Really seeing the problem that actually needs solving, behind the noise, and understanding how to resolve it is huge. Basically how to take your ego out of the equation. Sonny Umpad talked about first learning to ‘read’ your opponent, then he talked about the higher skill of ‘writing’ them.”
I could not be more excited to read your book when it’s released later this year. Before meeting you I had knew nothing of the world in which you play and fight. I think anyone can appreciate the obvious physical aspect of combat; we know that you have to be fit. It also occurs to us that you have fine-tuned your muscle memory over countless hours and years of training. I wonder how many of us reading have given much thought to the fact that while practicing or sparring, you are also fine tuning your brain and it’s response to external forces? Not just your reflexes but the very way you think in any given situation.

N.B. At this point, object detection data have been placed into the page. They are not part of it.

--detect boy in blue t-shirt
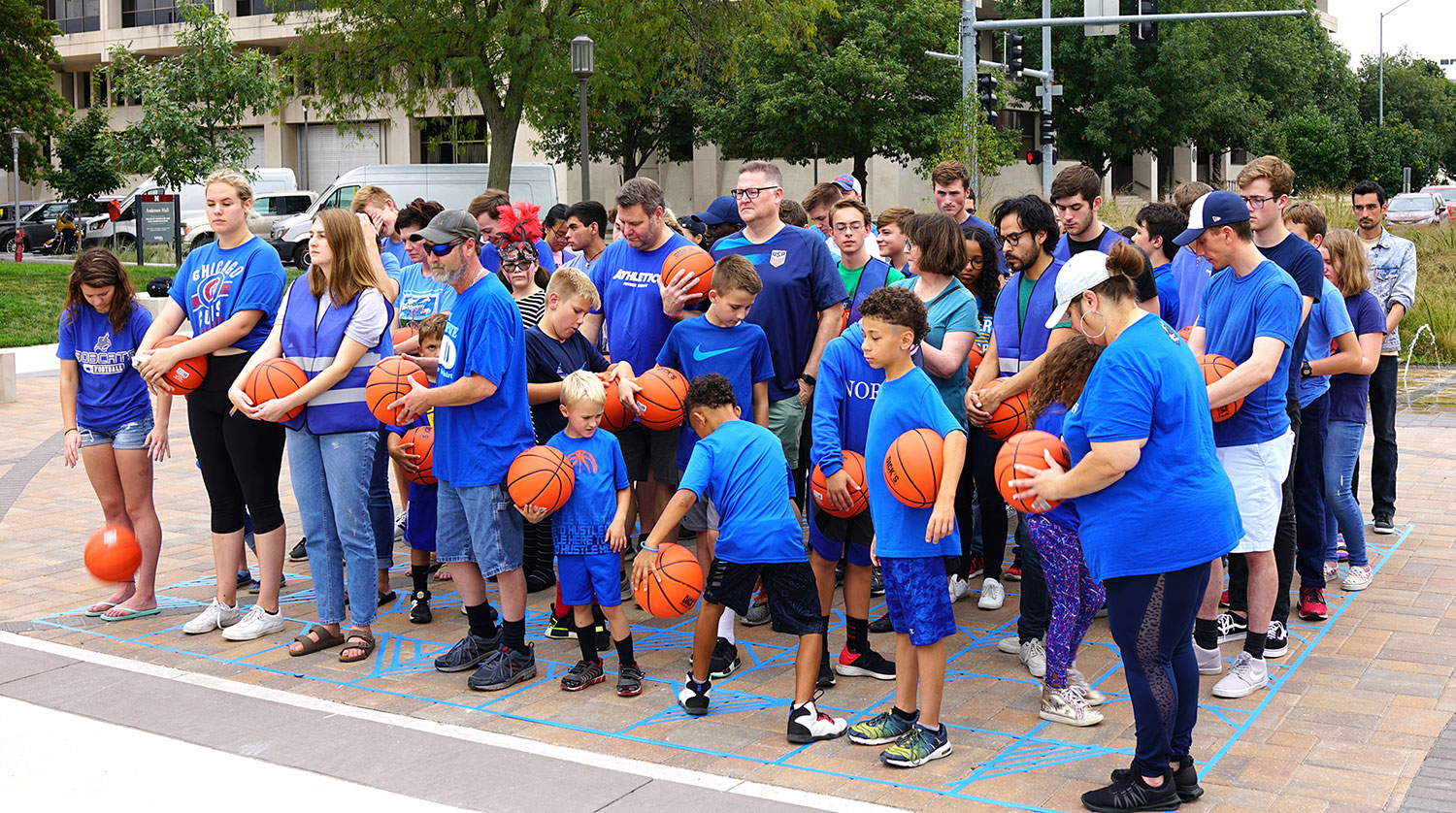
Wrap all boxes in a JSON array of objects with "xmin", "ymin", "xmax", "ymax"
[
  {"xmin": 849, "ymin": 288, "xmax": 966, "ymax": 768},
  {"xmin": 632, "ymin": 373, "xmax": 846, "ymax": 743}
]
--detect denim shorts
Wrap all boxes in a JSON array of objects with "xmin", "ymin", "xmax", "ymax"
[
  {"xmin": 436, "ymin": 480, "xmax": 526, "ymax": 577},
  {"xmin": 78, "ymin": 413, "xmax": 154, "ymax": 451}
]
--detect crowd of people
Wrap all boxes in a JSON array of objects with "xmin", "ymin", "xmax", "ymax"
[{"xmin": 58, "ymin": 155, "xmax": 1417, "ymax": 810}]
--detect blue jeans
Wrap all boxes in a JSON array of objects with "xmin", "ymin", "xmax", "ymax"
[
  {"xmin": 1325, "ymin": 420, "xmax": 1371, "ymax": 568},
  {"xmin": 288, "ymin": 429, "xmax": 379, "ymax": 627}
]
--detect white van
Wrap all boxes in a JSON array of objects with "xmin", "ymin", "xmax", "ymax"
[
  {"xmin": 84, "ymin": 167, "xmax": 299, "ymax": 248},
  {"xmin": 270, "ymin": 164, "xmax": 558, "ymax": 268}
]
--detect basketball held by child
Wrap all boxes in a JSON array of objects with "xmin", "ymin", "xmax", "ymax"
[
  {"xmin": 153, "ymin": 336, "xmax": 207, "ymax": 396},
  {"xmin": 506, "ymin": 446, "xmax": 577, "ymax": 513},
  {"xmin": 364, "ymin": 356, "xmax": 430, "ymax": 426},
  {"xmin": 83, "ymin": 525, "xmax": 142, "ymax": 582},
  {"xmin": 810, "ymin": 449, "xmax": 870, "ymax": 516},
  {"xmin": 632, "ymin": 544, "xmax": 704, "ymax": 618},
  {"xmin": 993, "ymin": 429, "xmax": 1072, "ymax": 513},
  {"xmin": 885, "ymin": 428, "xmax": 945, "ymax": 507},
  {"xmin": 244, "ymin": 358, "xmax": 309, "ymax": 420}
]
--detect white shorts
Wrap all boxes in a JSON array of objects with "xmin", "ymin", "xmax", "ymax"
[{"xmin": 1214, "ymin": 432, "xmax": 1295, "ymax": 553}]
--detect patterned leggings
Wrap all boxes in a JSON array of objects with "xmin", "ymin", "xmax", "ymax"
[{"xmin": 1027, "ymin": 515, "xmax": 1106, "ymax": 690}]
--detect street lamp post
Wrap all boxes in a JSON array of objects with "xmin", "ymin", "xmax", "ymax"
[{"xmin": 571, "ymin": 33, "xmax": 597, "ymax": 201}]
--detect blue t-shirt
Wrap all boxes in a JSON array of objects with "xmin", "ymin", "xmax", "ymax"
[
  {"xmin": 171, "ymin": 236, "xmax": 287, "ymax": 352},
  {"xmin": 55, "ymin": 303, "xmax": 151, "ymax": 431},
  {"xmin": 546, "ymin": 429, "xmax": 628, "ymax": 556},
  {"xmin": 526, "ymin": 324, "xmax": 608, "ymax": 443},
  {"xmin": 657, "ymin": 315, "xmax": 774, "ymax": 469},
  {"xmin": 865, "ymin": 368, "xmax": 966, "ymax": 559},
  {"xmin": 711, "ymin": 225, "xmax": 849, "ymax": 402},
  {"xmin": 395, "ymin": 263, "xmax": 456, "ymax": 326},
  {"xmin": 888, "ymin": 277, "xmax": 981, "ymax": 429},
  {"xmin": 434, "ymin": 274, "xmax": 535, "ymax": 487},
  {"xmin": 591, "ymin": 233, "xmax": 692, "ymax": 375},
  {"xmin": 1330, "ymin": 291, "xmax": 1385, "ymax": 423},
  {"xmin": 678, "ymin": 420, "xmax": 806, "ymax": 565},
  {"xmin": 1199, "ymin": 260, "xmax": 1302, "ymax": 446},
  {"xmin": 1299, "ymin": 279, "xmax": 1356, "ymax": 408},
  {"xmin": 1062, "ymin": 315, "xmax": 1243, "ymax": 580}
]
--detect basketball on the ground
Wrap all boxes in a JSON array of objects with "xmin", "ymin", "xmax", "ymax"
[
  {"xmin": 1199, "ymin": 353, "xmax": 1243, "ymax": 423},
  {"xmin": 632, "ymin": 544, "xmax": 704, "ymax": 618},
  {"xmin": 981, "ymin": 391, "xmax": 1031, "ymax": 440},
  {"xmin": 658, "ymin": 245, "xmax": 713, "ymax": 304},
  {"xmin": 810, "ymin": 449, "xmax": 870, "ymax": 516},
  {"xmin": 506, "ymin": 446, "xmax": 574, "ymax": 511},
  {"xmin": 637, "ymin": 367, "xmax": 687, "ymax": 429},
  {"xmin": 885, "ymin": 429, "xmax": 945, "ymax": 507},
  {"xmin": 244, "ymin": 358, "xmax": 309, "ymax": 420},
  {"xmin": 84, "ymin": 525, "xmax": 143, "ymax": 582},
  {"xmin": 995, "ymin": 429, "xmax": 1072, "ymax": 513},
  {"xmin": 401, "ymin": 426, "xmax": 436, "ymax": 486},
  {"xmin": 153, "ymin": 336, "xmax": 207, "ymax": 396},
  {"xmin": 364, "ymin": 356, "xmax": 430, "ymax": 426}
]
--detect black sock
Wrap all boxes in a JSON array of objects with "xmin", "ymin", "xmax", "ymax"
[
  {"xmin": 465, "ymin": 601, "xmax": 495, "ymax": 638},
  {"xmin": 1193, "ymin": 618, "xmax": 1219, "ymax": 649}
]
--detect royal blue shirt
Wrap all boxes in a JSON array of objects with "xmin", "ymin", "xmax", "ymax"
[
  {"xmin": 678, "ymin": 420, "xmax": 806, "ymax": 565},
  {"xmin": 171, "ymin": 236, "xmax": 287, "ymax": 352},
  {"xmin": 711, "ymin": 225, "xmax": 849, "ymax": 402},
  {"xmin": 546, "ymin": 429, "xmax": 628, "ymax": 556},
  {"xmin": 55, "ymin": 301, "xmax": 151, "ymax": 432},
  {"xmin": 1062, "ymin": 315, "xmax": 1241, "ymax": 580},
  {"xmin": 1199, "ymin": 260, "xmax": 1302, "ymax": 446},
  {"xmin": 657, "ymin": 315, "xmax": 774, "ymax": 469},
  {"xmin": 865, "ymin": 368, "xmax": 966, "ymax": 559},
  {"xmin": 434, "ymin": 274, "xmax": 535, "ymax": 487}
]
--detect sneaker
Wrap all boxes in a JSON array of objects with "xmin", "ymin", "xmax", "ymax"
[
  {"xmin": 849, "ymin": 711, "xmax": 920, "ymax": 745},
  {"xmin": 976, "ymin": 579, "xmax": 1007, "ymax": 609},
  {"xmin": 223, "ymin": 603, "xmax": 287, "ymax": 641},
  {"xmin": 1340, "ymin": 565, "xmax": 1374, "ymax": 592},
  {"xmin": 182, "ymin": 598, "xmax": 244, "ymax": 635},
  {"xmin": 789, "ymin": 699, "xmax": 849, "ymax": 743},
  {"xmin": 561, "ymin": 661, "xmax": 608, "ymax": 693},
  {"xmin": 1213, "ymin": 652, "xmax": 1270, "ymax": 699},
  {"xmin": 879, "ymin": 723, "xmax": 951, "ymax": 768},
  {"xmin": 617, "ymin": 664, "xmax": 646, "ymax": 697},
  {"xmin": 835, "ymin": 647, "xmax": 896, "ymax": 681},
  {"xmin": 1299, "ymin": 588, "xmax": 1330, "ymax": 621},
  {"xmin": 1037, "ymin": 682, "xmax": 1103, "ymax": 728},
  {"xmin": 466, "ymin": 644, "xmax": 539, "ymax": 693}
]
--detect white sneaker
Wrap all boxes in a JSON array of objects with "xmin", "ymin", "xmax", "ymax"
[
  {"xmin": 1213, "ymin": 652, "xmax": 1270, "ymax": 699},
  {"xmin": 182, "ymin": 598, "xmax": 244, "ymax": 635},
  {"xmin": 976, "ymin": 579, "xmax": 1007, "ymax": 609},
  {"xmin": 223, "ymin": 603, "xmax": 285, "ymax": 641}
]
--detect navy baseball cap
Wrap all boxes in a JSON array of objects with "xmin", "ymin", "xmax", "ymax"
[{"xmin": 1174, "ymin": 189, "xmax": 1249, "ymax": 245}]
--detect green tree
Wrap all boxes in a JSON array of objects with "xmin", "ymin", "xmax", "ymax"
[{"xmin": 105, "ymin": 3, "xmax": 282, "ymax": 187}]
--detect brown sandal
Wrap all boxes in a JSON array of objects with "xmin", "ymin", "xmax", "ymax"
[{"xmin": 340, "ymin": 633, "xmax": 378, "ymax": 664}]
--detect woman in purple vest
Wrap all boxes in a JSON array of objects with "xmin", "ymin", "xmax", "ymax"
[{"xmin": 230, "ymin": 210, "xmax": 392, "ymax": 664}]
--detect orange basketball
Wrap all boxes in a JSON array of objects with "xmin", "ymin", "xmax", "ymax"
[
  {"xmin": 244, "ymin": 359, "xmax": 309, "ymax": 420},
  {"xmin": 810, "ymin": 449, "xmax": 870, "ymax": 516},
  {"xmin": 995, "ymin": 429, "xmax": 1072, "ymax": 513},
  {"xmin": 632, "ymin": 544, "xmax": 704, "ymax": 618},
  {"xmin": 885, "ymin": 429, "xmax": 945, "ymax": 507},
  {"xmin": 506, "ymin": 446, "xmax": 574, "ymax": 511},
  {"xmin": 84, "ymin": 525, "xmax": 142, "ymax": 582},
  {"xmin": 637, "ymin": 367, "xmax": 687, "ymax": 429},
  {"xmin": 1199, "ymin": 353, "xmax": 1243, "ymax": 423},
  {"xmin": 364, "ymin": 356, "xmax": 430, "ymax": 426},
  {"xmin": 153, "ymin": 336, "xmax": 207, "ymax": 396},
  {"xmin": 981, "ymin": 391, "xmax": 1031, "ymax": 440},
  {"xmin": 658, "ymin": 245, "xmax": 713, "ymax": 297},
  {"xmin": 401, "ymin": 426, "xmax": 437, "ymax": 486}
]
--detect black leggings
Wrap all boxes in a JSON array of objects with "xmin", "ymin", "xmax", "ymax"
[{"xmin": 186, "ymin": 353, "xmax": 284, "ymax": 534}]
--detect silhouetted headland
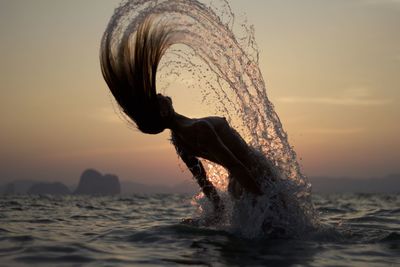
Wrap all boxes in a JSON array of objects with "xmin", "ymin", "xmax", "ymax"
[{"xmin": 74, "ymin": 169, "xmax": 121, "ymax": 195}]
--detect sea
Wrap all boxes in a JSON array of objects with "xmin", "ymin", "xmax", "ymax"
[{"xmin": 0, "ymin": 194, "xmax": 400, "ymax": 266}]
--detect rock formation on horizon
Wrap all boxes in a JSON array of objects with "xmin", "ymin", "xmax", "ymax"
[
  {"xmin": 74, "ymin": 169, "xmax": 121, "ymax": 195},
  {"xmin": 27, "ymin": 182, "xmax": 71, "ymax": 195}
]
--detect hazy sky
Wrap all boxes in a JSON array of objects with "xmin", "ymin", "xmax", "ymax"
[{"xmin": 0, "ymin": 0, "xmax": 400, "ymax": 184}]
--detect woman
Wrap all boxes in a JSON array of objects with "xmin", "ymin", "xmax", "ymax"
[{"xmin": 100, "ymin": 17, "xmax": 261, "ymax": 214}]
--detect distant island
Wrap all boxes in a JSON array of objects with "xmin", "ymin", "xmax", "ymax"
[
  {"xmin": 74, "ymin": 169, "xmax": 121, "ymax": 195},
  {"xmin": 0, "ymin": 173, "xmax": 400, "ymax": 195}
]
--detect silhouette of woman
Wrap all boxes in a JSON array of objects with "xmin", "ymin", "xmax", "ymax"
[{"xmin": 100, "ymin": 17, "xmax": 261, "ymax": 214}]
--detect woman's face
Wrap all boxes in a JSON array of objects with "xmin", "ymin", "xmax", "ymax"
[{"xmin": 157, "ymin": 94, "xmax": 174, "ymax": 119}]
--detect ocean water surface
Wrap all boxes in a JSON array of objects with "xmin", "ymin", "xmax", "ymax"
[{"xmin": 0, "ymin": 194, "xmax": 400, "ymax": 266}]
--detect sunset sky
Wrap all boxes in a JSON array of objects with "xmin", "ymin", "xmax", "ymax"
[{"xmin": 0, "ymin": 0, "xmax": 400, "ymax": 184}]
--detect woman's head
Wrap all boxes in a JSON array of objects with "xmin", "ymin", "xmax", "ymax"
[{"xmin": 100, "ymin": 16, "xmax": 174, "ymax": 134}]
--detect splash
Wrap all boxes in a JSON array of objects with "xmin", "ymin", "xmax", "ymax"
[{"xmin": 103, "ymin": 0, "xmax": 313, "ymax": 237}]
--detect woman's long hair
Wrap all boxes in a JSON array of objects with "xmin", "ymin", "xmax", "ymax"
[{"xmin": 100, "ymin": 16, "xmax": 172, "ymax": 134}]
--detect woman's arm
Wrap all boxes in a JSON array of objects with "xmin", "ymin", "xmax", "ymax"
[
  {"xmin": 195, "ymin": 120, "xmax": 262, "ymax": 195},
  {"xmin": 179, "ymin": 151, "xmax": 224, "ymax": 212}
]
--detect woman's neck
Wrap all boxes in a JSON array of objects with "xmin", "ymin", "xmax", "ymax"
[{"xmin": 168, "ymin": 112, "xmax": 192, "ymax": 132}]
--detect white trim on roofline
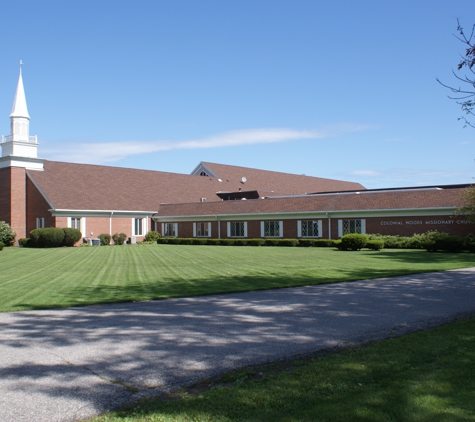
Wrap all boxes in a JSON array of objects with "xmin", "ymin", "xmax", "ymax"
[
  {"xmin": 190, "ymin": 161, "xmax": 218, "ymax": 178},
  {"xmin": 49, "ymin": 209, "xmax": 157, "ymax": 218},
  {"xmin": 152, "ymin": 207, "xmax": 457, "ymax": 222}
]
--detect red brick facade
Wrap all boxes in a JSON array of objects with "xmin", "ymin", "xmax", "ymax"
[
  {"xmin": 168, "ymin": 215, "xmax": 475, "ymax": 239},
  {"xmin": 0, "ymin": 167, "xmax": 26, "ymax": 239}
]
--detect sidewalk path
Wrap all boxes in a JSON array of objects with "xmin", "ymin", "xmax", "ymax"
[{"xmin": 0, "ymin": 267, "xmax": 475, "ymax": 422}]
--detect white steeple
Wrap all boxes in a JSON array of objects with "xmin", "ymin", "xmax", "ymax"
[
  {"xmin": 0, "ymin": 60, "xmax": 43, "ymax": 170},
  {"xmin": 10, "ymin": 60, "xmax": 30, "ymax": 120}
]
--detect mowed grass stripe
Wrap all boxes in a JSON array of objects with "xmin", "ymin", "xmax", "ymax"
[{"xmin": 0, "ymin": 245, "xmax": 474, "ymax": 312}]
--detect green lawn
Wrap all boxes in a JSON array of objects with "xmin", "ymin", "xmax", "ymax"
[
  {"xmin": 94, "ymin": 319, "xmax": 475, "ymax": 422},
  {"xmin": 0, "ymin": 245, "xmax": 475, "ymax": 312}
]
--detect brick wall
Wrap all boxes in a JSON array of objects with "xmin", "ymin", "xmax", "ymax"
[
  {"xmin": 0, "ymin": 167, "xmax": 26, "ymax": 239},
  {"xmin": 0, "ymin": 167, "xmax": 11, "ymax": 224},
  {"xmin": 173, "ymin": 215, "xmax": 475, "ymax": 239},
  {"xmin": 26, "ymin": 177, "xmax": 55, "ymax": 237}
]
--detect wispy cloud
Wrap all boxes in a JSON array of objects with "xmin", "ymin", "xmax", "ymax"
[
  {"xmin": 340, "ymin": 168, "xmax": 475, "ymax": 188},
  {"xmin": 348, "ymin": 170, "xmax": 383, "ymax": 177},
  {"xmin": 42, "ymin": 124, "xmax": 370, "ymax": 164}
]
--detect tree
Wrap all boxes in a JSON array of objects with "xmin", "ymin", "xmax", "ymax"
[
  {"xmin": 437, "ymin": 19, "xmax": 475, "ymax": 128},
  {"xmin": 455, "ymin": 186, "xmax": 475, "ymax": 223},
  {"xmin": 0, "ymin": 221, "xmax": 16, "ymax": 246}
]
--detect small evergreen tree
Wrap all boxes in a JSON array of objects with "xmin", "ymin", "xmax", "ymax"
[{"xmin": 0, "ymin": 221, "xmax": 16, "ymax": 246}]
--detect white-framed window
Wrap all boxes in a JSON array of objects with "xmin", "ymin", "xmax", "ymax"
[
  {"xmin": 132, "ymin": 218, "xmax": 145, "ymax": 236},
  {"xmin": 68, "ymin": 217, "xmax": 86, "ymax": 236},
  {"xmin": 338, "ymin": 218, "xmax": 366, "ymax": 237},
  {"xmin": 69, "ymin": 217, "xmax": 81, "ymax": 230},
  {"xmin": 193, "ymin": 221, "xmax": 211, "ymax": 237},
  {"xmin": 162, "ymin": 223, "xmax": 178, "ymax": 237},
  {"xmin": 297, "ymin": 220, "xmax": 322, "ymax": 237},
  {"xmin": 261, "ymin": 221, "xmax": 284, "ymax": 237},
  {"xmin": 227, "ymin": 221, "xmax": 247, "ymax": 237}
]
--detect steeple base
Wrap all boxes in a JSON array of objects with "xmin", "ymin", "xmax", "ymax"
[{"xmin": 0, "ymin": 155, "xmax": 45, "ymax": 171}]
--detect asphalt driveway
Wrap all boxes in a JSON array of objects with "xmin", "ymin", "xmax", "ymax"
[{"xmin": 0, "ymin": 267, "xmax": 475, "ymax": 421}]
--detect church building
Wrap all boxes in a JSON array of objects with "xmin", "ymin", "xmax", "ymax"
[{"xmin": 0, "ymin": 69, "xmax": 475, "ymax": 243}]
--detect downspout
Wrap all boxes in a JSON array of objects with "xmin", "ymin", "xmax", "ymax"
[
  {"xmin": 325, "ymin": 212, "xmax": 332, "ymax": 239},
  {"xmin": 214, "ymin": 215, "xmax": 221, "ymax": 239}
]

For those of us out there who can’t wait for the book and are as fascinated as I am, check out Maija’s website: http://swordandcircle.blogspot.com/. Her blog entitled “What I do” provides an in depth description of what she practices and teaches her students. She also provides information for seminars and classes in the greater bay area.
Maija is brilliant, strong and fucking incredible. Using the term “Bad Ass” to describe her is an understatement.